The process covered here is for a pre-purchase survey to give you a flavour of how we work. The details of other survey types may vary, but the principles and values expressed hold for all types of survey.
“With upfront clarity about the level of service and no hidden costs, Maple Marine carried out an excellent, well documented survey that left me in no doubt as to the quality of the vessel I was going to purchase. I wouldn’t hesitate to recommend them or use their services again in the future.”
Before the survey happens
The first stage of the survey process involves putting together an agreement for undertaking the survey. Our yacht surveyors use the Yacht Designers and Surveyor Standard Agreement and Terms of Business as the basis for our agreements with our clients. If you want us to send you a copy of the agreement we use, then please get in touch.
If the timescales are not too short, this agreement and your invoice will be sent to you in plenty of time before the survey so you have the time to familiarise yourself with the terms. These documents will normally be emailed to you so you have them quickly.

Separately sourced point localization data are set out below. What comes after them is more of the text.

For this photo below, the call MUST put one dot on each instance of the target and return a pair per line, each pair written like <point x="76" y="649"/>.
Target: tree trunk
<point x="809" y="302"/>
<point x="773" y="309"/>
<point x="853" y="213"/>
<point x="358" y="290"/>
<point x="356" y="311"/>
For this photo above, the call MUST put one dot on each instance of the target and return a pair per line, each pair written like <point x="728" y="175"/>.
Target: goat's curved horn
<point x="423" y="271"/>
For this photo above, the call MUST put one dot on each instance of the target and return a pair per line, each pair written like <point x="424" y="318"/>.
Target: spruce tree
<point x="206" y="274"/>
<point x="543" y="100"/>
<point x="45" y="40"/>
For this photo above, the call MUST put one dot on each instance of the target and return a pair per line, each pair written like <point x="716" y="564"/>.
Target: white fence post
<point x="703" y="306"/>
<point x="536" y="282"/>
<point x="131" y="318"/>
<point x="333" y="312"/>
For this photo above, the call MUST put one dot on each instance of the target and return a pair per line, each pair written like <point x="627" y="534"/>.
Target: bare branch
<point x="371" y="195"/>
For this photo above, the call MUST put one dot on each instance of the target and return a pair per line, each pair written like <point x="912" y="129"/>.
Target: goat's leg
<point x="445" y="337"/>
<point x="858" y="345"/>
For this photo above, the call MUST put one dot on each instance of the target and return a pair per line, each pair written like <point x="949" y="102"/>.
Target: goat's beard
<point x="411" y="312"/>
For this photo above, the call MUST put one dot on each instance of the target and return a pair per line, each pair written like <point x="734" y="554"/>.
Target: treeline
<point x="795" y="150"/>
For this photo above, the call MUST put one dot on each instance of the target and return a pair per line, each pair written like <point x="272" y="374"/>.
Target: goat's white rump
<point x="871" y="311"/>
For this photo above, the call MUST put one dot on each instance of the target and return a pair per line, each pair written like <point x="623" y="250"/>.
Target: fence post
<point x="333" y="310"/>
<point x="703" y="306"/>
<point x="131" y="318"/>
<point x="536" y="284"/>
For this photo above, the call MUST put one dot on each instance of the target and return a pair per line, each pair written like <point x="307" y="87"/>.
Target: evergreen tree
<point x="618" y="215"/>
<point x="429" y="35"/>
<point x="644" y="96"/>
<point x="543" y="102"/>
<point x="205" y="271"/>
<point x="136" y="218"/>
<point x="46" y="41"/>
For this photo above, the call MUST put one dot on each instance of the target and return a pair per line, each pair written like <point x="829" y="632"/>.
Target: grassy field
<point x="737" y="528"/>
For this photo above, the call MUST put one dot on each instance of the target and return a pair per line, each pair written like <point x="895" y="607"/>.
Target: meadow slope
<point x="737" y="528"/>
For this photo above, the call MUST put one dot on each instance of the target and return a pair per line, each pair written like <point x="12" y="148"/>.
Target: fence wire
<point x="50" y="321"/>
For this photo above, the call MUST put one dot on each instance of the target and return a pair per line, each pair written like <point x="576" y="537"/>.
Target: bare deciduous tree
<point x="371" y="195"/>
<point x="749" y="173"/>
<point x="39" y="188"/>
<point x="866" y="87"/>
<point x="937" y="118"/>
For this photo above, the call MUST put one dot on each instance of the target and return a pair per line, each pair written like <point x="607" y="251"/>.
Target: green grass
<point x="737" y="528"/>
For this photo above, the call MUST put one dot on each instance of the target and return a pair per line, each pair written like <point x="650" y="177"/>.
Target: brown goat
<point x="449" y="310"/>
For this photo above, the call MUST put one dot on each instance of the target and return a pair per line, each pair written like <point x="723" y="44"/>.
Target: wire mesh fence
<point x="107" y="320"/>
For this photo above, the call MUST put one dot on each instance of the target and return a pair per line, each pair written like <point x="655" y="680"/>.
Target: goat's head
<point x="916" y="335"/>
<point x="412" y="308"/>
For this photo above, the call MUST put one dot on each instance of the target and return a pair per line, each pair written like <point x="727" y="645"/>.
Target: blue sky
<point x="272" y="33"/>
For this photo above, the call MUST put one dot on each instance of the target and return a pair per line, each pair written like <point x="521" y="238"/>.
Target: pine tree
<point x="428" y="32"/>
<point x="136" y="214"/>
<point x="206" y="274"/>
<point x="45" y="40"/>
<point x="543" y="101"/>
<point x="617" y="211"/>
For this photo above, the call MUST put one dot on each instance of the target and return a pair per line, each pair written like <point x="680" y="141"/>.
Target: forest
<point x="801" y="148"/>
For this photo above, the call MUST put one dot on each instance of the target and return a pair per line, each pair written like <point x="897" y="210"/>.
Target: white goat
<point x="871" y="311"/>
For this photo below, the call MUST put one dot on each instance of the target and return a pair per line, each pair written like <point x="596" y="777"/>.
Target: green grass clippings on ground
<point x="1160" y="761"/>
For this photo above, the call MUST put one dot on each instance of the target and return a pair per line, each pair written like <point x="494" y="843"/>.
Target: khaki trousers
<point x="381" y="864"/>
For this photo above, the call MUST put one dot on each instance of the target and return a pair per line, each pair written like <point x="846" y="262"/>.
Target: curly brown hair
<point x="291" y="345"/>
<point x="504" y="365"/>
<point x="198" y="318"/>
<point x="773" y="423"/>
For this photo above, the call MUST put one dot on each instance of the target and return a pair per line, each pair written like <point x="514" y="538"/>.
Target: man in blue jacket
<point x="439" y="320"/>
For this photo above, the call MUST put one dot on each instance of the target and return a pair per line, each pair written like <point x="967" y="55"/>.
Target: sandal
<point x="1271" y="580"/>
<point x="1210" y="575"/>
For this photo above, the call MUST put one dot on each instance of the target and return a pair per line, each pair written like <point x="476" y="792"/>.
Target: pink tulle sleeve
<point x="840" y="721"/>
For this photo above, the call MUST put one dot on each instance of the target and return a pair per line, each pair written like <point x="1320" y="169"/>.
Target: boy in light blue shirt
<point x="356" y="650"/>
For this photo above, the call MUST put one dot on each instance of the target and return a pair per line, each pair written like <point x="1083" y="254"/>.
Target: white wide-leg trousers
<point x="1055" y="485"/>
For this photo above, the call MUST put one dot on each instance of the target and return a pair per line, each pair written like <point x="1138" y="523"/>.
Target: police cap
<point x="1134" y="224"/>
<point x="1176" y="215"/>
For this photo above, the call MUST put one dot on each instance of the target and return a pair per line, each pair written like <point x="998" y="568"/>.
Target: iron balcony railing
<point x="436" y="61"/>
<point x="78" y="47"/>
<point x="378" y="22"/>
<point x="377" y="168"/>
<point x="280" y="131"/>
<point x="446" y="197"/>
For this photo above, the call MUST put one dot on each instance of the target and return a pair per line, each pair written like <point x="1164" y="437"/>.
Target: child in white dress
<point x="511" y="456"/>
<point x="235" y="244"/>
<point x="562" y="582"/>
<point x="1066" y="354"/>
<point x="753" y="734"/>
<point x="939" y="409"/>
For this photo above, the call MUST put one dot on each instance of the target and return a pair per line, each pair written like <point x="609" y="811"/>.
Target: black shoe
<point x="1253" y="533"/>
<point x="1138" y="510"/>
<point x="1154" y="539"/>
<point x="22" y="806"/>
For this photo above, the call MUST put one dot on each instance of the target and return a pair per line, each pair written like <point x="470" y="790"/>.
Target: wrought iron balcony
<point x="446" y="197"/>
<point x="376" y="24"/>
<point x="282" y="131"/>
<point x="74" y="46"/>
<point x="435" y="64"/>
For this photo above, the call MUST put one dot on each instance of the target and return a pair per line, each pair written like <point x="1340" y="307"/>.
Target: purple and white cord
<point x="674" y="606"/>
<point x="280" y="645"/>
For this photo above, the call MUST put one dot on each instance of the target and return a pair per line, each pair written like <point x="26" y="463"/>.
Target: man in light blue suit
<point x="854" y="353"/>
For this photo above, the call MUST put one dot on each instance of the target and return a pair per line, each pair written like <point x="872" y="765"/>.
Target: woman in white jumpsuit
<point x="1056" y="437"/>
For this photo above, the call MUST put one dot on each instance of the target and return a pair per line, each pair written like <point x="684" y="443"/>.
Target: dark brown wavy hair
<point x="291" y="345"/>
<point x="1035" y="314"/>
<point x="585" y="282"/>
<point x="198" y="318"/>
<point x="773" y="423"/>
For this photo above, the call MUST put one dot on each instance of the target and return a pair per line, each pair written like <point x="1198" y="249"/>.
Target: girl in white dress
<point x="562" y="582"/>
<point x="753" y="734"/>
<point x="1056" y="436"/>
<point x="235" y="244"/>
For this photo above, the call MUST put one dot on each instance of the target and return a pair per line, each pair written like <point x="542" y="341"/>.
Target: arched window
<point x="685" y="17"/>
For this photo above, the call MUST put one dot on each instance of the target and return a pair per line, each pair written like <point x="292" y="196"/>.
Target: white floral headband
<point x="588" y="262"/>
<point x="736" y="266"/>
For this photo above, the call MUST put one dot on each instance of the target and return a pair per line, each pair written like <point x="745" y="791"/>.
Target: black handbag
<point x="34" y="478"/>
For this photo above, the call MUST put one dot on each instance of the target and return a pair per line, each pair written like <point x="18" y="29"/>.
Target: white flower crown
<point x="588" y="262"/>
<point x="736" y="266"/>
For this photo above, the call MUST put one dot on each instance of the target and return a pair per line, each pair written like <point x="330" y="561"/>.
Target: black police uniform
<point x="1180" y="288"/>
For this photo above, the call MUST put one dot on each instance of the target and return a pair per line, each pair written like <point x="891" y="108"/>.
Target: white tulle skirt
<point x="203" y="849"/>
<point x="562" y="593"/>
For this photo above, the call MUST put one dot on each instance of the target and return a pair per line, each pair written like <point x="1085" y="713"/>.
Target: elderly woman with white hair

Before we go to survey the boat we will ask for some particular information in order to tailor the presentation of your survey to what you need. For example, we will ask where you intend to keep the boat, and how you intend to use it, so that we can tailor the recommendations for the location and they way you will be using the boat. Some items, like the material used for anodes will result from this information, as well as as helping assess the consequences of some defects.
On the day
You are welcome to attend as much or as little of the survey as you wish. In practice it is not very exiting to watch all the mechanics of a pre-purchase survey, but you are welcome to do so if you so desire. Be aware that I have a lot to get through, and do need to concentrate on what I am doing when I am at the boat.
Often the most interesting part is the out of water part, and is the bit of the boat that is rarely seen. Most of the clients who turn up to surveys come for the out of water part and a short period with the boat in the water to discuss the important issues so far.
I will let you know what time I intend to get to the boat, and what time I am expecting to be finished. That way you can plan if and when you want to get to the marina when I am there.
However, if your business or personal commitments prevent you form attending, don’t worry, it’s completely optional.
The reporting phase
When I know what my schedule is likely to be around your survey, I will let you know when I am expecting to be able to write your report. This is often done the day following the survey.
If for any reason I find I cannot deliver it when I thought I was going to then I will let you know as soon as I can.
The report usually takes as least as long to write as the survey takes to do.
Once written, and proof-read, I will call you to go through the findings, the recommendations and what they all mean in practice, so that you have an understanding of the issues and the reasoning behind the recommendations before you get the report. There are less shocks that way! Obviously if you are out of the country when the report is finished and you don’t want me to call, that is understood.
Once we have gone through the recommendations and you are satisfied that you understand them, the report is sent by email.